Romero’s conversion moved him to speak out, like the biblical prophets before him, against the systems that crushed the poor into the ground. This kind of authentic conversion is not something that happens in a single moment, once and for all. Father Gutierrez reminds us this. Rather, it is ongoing process. A process that includes stumbling blocks and temptations to turn back.
If Zacchaeus is to truly commit himself to the poor at the level he proposes, he will not be able to simply give money to those in need and turn away again. Once he opens his door to that flood of need, it cannot easily be shut. He will have to attend deeply to the stories and the hurts of the people. He will listen to them, he will know them, and he will be changed. Father Gutierrez gives that kind of relationship a name. He calls it solidarity.
Zacchaeus will doubt. He will not know the way forward. If he does it right, he will, sometimes, be taken advantage of. And his heart will be broken again and again.
He will not be enough. He will eventually fail and burn out. He will have to steel himself, guard his heart, like the workers in that public benefits office.

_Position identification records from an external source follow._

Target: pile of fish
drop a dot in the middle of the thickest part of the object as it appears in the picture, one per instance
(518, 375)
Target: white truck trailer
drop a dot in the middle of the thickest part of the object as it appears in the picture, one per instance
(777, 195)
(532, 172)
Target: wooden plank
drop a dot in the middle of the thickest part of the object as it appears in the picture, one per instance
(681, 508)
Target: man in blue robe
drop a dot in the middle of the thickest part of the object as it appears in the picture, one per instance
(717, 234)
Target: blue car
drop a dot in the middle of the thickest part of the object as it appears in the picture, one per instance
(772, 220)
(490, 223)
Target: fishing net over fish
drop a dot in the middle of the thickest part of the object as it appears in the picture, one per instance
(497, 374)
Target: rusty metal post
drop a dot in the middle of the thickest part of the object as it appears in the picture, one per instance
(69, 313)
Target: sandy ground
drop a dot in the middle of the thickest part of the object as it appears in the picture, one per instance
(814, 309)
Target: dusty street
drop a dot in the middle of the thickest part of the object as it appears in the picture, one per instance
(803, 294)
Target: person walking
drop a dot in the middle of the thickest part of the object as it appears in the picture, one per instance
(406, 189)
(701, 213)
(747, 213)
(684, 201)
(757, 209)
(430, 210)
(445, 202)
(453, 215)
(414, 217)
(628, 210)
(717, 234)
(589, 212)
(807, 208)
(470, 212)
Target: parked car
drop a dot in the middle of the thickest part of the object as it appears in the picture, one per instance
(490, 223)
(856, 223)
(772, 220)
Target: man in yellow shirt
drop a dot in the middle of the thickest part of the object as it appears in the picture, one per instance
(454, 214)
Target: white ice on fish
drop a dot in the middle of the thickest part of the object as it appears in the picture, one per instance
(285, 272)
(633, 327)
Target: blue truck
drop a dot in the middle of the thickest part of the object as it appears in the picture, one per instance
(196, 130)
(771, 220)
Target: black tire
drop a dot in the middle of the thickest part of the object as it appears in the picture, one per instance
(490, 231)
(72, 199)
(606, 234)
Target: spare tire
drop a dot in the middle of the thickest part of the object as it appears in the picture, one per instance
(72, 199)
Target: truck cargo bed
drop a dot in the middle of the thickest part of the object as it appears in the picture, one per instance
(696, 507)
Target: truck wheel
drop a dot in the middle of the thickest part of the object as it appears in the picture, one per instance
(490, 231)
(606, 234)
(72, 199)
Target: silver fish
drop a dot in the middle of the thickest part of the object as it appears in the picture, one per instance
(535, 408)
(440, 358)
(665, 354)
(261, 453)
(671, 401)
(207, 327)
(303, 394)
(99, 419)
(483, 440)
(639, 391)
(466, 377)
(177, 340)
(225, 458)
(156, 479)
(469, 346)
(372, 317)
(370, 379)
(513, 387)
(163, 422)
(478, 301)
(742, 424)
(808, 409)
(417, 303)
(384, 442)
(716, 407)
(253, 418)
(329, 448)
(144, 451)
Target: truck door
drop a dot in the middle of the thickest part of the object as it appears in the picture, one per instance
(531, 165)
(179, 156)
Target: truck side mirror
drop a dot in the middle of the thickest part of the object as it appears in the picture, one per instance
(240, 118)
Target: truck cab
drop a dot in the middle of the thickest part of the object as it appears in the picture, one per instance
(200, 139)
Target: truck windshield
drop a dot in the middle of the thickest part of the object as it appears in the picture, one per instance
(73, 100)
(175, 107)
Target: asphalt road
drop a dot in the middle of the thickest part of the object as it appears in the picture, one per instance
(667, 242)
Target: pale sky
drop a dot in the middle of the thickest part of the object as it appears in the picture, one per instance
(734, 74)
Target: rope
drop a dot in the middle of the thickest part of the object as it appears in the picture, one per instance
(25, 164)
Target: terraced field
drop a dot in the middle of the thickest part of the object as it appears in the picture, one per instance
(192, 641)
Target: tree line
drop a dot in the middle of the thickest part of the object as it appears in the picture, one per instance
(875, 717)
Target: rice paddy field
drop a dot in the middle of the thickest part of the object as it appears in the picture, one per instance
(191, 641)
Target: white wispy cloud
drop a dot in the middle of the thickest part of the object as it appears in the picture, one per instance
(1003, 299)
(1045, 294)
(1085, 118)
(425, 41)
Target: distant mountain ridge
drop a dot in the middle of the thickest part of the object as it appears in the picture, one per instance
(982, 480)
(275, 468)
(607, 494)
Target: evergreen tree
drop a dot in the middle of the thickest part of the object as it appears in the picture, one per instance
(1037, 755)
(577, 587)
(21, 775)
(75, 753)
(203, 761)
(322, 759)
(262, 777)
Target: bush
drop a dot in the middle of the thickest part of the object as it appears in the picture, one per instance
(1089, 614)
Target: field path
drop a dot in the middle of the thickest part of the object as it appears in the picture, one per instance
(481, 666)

Unless he finds a community to do it with him. That, my friends, is #whyIgivetoNSBC. Our giving of ourselves interweaves us in relationship with one another. It draws us together into a deeper commitment, a solidarity with one another and with the world around us.

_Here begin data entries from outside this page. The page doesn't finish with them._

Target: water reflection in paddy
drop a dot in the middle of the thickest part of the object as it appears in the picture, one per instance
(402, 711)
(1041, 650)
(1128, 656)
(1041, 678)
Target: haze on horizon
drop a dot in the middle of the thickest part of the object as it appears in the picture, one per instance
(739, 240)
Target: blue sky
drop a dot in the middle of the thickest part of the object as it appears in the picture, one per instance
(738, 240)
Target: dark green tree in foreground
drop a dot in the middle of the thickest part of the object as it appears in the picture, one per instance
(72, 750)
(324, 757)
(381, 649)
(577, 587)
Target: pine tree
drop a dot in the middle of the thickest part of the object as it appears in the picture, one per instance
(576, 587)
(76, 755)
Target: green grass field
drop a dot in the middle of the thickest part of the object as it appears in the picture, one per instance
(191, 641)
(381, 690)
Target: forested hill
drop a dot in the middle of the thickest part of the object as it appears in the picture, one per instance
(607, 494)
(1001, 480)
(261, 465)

Together, as a church, we can truly face our continual need for conversion. We can stay strong as we continually open our hearts to the needs of those around us. We can stay creative as we ask together how we might commit ourselves anew to the task of solidarity with those in need in pain.
Siblings, on this road of solidarity that we walk together, we will struggle, we will feel doubt and fear, and our hearts will be broken again and again.
But through it all, the Spirit of God goes with us. She holds us up through the love and support that we give one another. As we love each other with loyalty and forgiveness, as we share joys and heartaches, and care for each other in times of need.
That is the mandate of our church covenant, which you can find in your bulletin today. It is a holy promise to walk with one another in and with those around us in the way of Christ, on the road of solidarity.
Together, may we follow Zacchaeus in giving deeply of ourselves, and in so doing, follow in the footsteps of Jesus.
 In the Company of the Poor: Conversations with Dr. Paul Farmer and Fr. Gustavo Gutierrez, ed. Michal Griffina and Jennie Weiss Block (Maryknoll: Orbis Books, 2013), p. 71.